Tuesday, September 30, 2008

Minutiae

The dictionary defines minutiae as "precise details, small or trifling matters". 

I was reading the newspaper last week and came upon an article about blogs -- "Mommy" blogs, actually. The author gave us a list of blogs and told us which were good and which ones weren't so hot. The paper was separating the wheat from the chaff for us,  so to speak.
The author's main beef with these blogs was that the poor ones contained too much minutiae. It seems that no one cares if Johnny took his first step today or that Mommy was waiting for the cable man to come. Cleaning up juice spills or loads of dirty laundry is not interesting enough for us blog devotees. 
However, the article went on to name one of the better blogs, and cited a post from it (her son had found a dead squirrel in the yard and wanted to show it to his mom), all the while exclaiming that stories like these separate THIS blog from the rest. Another blog author was interviewed, and he proclaimed that "if she's posting something, it's worth reading...she never tells you what is on sale at Target or silly things like that..."

Apparently minutiae is only acceptable if you couch it in scintillating prose. 

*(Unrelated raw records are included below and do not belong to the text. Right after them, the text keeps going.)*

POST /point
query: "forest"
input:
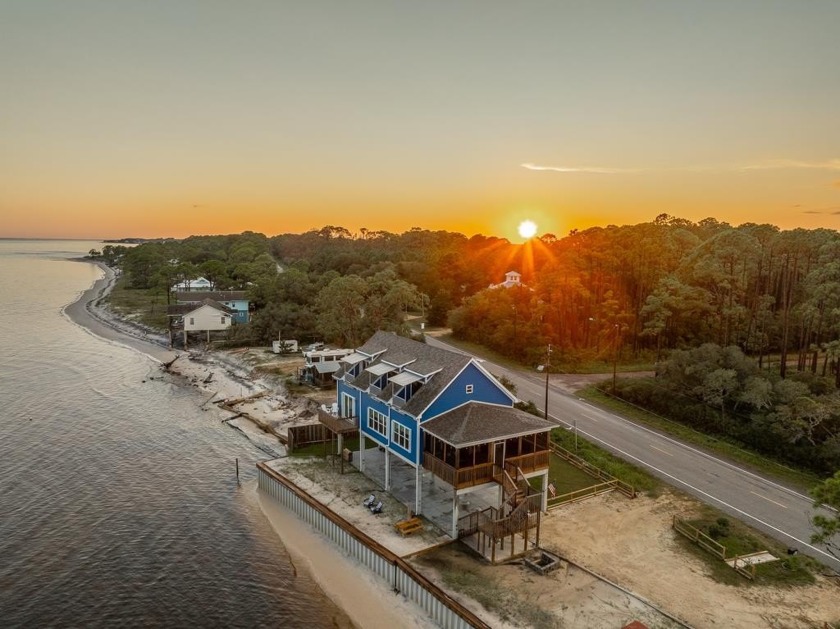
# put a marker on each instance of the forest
(743, 321)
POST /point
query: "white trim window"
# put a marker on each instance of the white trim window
(401, 435)
(377, 422)
(348, 405)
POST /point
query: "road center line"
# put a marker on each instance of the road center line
(660, 449)
(768, 500)
(832, 559)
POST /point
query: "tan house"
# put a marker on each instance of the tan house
(208, 316)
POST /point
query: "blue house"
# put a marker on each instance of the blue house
(442, 412)
(236, 300)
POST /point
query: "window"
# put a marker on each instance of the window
(348, 405)
(377, 422)
(401, 435)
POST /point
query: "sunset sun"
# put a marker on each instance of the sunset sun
(527, 229)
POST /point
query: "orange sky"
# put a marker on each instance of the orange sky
(145, 119)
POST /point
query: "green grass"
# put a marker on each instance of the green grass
(739, 539)
(606, 461)
(146, 306)
(566, 477)
(797, 478)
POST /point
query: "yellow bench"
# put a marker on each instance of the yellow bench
(409, 526)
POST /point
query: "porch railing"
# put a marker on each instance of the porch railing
(337, 424)
(530, 462)
(458, 478)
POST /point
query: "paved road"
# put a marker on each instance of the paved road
(767, 505)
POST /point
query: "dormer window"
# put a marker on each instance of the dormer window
(379, 374)
(408, 384)
(355, 363)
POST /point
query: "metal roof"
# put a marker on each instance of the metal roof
(354, 358)
(402, 379)
(327, 367)
(380, 368)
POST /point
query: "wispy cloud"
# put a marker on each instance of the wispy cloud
(584, 169)
(773, 164)
(828, 210)
(779, 164)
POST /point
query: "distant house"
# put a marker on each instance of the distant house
(320, 365)
(207, 316)
(199, 284)
(441, 412)
(512, 278)
(236, 300)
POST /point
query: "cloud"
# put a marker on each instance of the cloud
(773, 164)
(575, 169)
(777, 164)
(834, 211)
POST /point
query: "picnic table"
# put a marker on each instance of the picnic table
(409, 526)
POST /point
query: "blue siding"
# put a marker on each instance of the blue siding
(410, 423)
(484, 390)
(369, 402)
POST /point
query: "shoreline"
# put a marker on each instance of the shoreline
(83, 312)
(359, 594)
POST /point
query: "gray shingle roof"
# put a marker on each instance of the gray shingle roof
(192, 297)
(423, 359)
(476, 422)
(175, 310)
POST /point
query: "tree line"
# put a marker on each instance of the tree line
(744, 322)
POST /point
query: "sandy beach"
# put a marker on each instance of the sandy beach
(639, 530)
(352, 588)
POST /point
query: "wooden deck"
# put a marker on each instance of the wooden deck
(337, 424)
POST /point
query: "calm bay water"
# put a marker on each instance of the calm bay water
(118, 498)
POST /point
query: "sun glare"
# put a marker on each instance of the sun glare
(527, 229)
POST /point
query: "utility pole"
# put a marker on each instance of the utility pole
(615, 354)
(547, 367)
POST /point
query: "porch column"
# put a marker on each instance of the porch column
(418, 489)
(544, 507)
(454, 513)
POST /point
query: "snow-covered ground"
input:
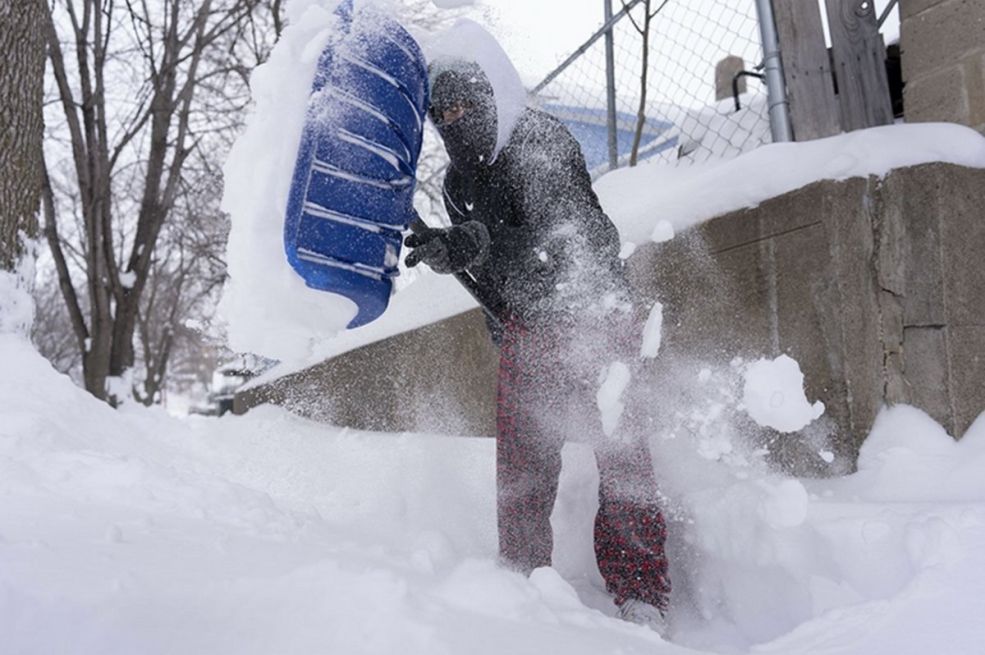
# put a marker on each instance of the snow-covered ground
(134, 532)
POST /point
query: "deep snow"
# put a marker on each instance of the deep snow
(134, 532)
(131, 531)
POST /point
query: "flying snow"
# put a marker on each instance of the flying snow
(774, 395)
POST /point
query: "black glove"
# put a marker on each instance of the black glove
(450, 249)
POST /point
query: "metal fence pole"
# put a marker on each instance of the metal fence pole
(776, 90)
(610, 88)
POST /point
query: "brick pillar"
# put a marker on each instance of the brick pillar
(943, 50)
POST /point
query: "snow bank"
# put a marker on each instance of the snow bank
(130, 531)
(638, 198)
(267, 306)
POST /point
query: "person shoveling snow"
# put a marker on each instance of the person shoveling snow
(529, 239)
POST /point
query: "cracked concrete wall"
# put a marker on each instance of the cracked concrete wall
(876, 286)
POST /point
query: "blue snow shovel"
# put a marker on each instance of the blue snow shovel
(351, 195)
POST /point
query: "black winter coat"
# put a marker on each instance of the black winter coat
(553, 253)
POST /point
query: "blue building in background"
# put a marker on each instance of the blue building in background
(590, 127)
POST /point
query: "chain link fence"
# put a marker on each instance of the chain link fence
(685, 121)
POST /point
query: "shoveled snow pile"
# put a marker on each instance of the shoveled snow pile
(133, 532)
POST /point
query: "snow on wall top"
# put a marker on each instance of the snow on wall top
(638, 198)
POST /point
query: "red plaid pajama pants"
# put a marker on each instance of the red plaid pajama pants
(546, 392)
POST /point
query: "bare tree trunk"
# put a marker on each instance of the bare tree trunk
(641, 112)
(22, 46)
(174, 40)
(644, 31)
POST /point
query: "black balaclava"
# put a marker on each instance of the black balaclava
(470, 140)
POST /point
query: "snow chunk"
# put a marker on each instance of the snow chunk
(466, 40)
(662, 231)
(652, 332)
(784, 504)
(627, 249)
(774, 395)
(615, 379)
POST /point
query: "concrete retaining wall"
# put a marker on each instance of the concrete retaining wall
(877, 288)
(943, 50)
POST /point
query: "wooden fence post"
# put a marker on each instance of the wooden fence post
(814, 110)
(860, 64)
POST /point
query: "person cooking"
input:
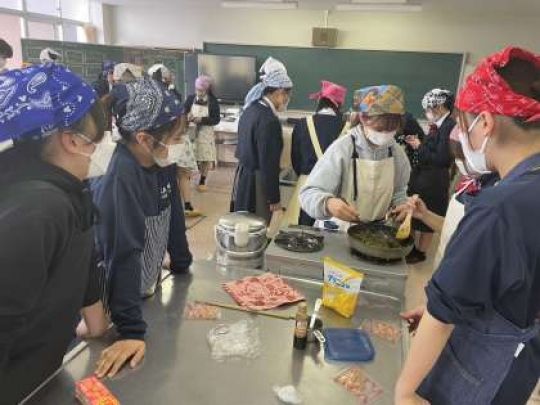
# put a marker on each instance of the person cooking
(310, 138)
(260, 142)
(430, 178)
(483, 300)
(202, 110)
(363, 174)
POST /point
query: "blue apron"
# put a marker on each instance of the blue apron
(475, 361)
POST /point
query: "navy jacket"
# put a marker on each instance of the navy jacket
(260, 142)
(214, 114)
(328, 128)
(126, 197)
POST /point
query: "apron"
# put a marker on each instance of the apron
(369, 185)
(293, 210)
(454, 215)
(475, 361)
(205, 144)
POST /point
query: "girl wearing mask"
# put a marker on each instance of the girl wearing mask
(363, 174)
(141, 217)
(202, 110)
(430, 178)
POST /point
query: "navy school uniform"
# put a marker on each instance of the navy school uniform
(260, 142)
(488, 286)
(141, 218)
(328, 128)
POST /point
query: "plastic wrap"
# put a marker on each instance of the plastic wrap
(237, 340)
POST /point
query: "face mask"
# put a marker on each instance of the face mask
(100, 157)
(174, 153)
(379, 138)
(476, 159)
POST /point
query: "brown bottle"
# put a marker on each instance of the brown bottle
(300, 329)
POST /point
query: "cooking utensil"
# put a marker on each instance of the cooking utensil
(241, 309)
(356, 235)
(404, 230)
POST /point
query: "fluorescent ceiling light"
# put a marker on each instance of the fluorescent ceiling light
(267, 5)
(391, 8)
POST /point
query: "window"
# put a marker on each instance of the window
(41, 30)
(75, 10)
(47, 7)
(11, 4)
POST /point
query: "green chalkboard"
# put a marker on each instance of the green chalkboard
(414, 72)
(86, 59)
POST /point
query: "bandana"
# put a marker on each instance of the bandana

My point here is this: Our whole lives are filled with tiny details, some boring, some not. It's how you describe them that matters. Some bloggers are able to transcend the daily grind and turn it into a wonderful story. That is called excellent writing and it's what every decent writer longs for. That is also where writer's block stems from; when you want to tell a story and it just won't come out right. 
I strive to do my best writing all the time but some stories flow better than others. (This one is looking pretty pathetic in my eyes right now, actually).

What I wanted to to is stick up for all those bloggers who blog about mundane things. After all, do we blog for ourselves, just to get it out, or do we blog for the masses? 
Sure, I'd love to have lots of people hanging on my every post. But the truth is, there's just so many blogs and so little time. Everyone is busy with their own minutiae that they have no time to search and read a new blog. There ARE just so many hours in the day, you know~

So today I'm thinking about my audience and wishing it was bigger. I'm also going to strive more to make the commonplace seem more exciting. 
I'm sure that would benefit all of us....

2 comments:

Anonymous said...

What a wonderful sermonette. That's what we need effete snobs like that blog critic telling us the good bad and the ugly. Oh heck,I majored in English in college and the writing's the thing. Cormac McCarthy once said "teaching writing's a hustle." And he's right on the money. What the hell am I talking about? I say it better in a poem. A poem is something that evokes images with the least amount of words possible. You know Magnolia writes well and she corresponded with Anthony "Clockwork Orange" Burgess in the good old days when people wrote letters for pete's sake. Or as Yogi Berra once said "if people don't want to come out to the ballpark, you can't stop them."

Anonymous said...

Blogging has become such a judgmental world it is really scary and somewhat pathetic. If you like it read it, if not, move on.

Me, I just found me a new favorite from an old friend.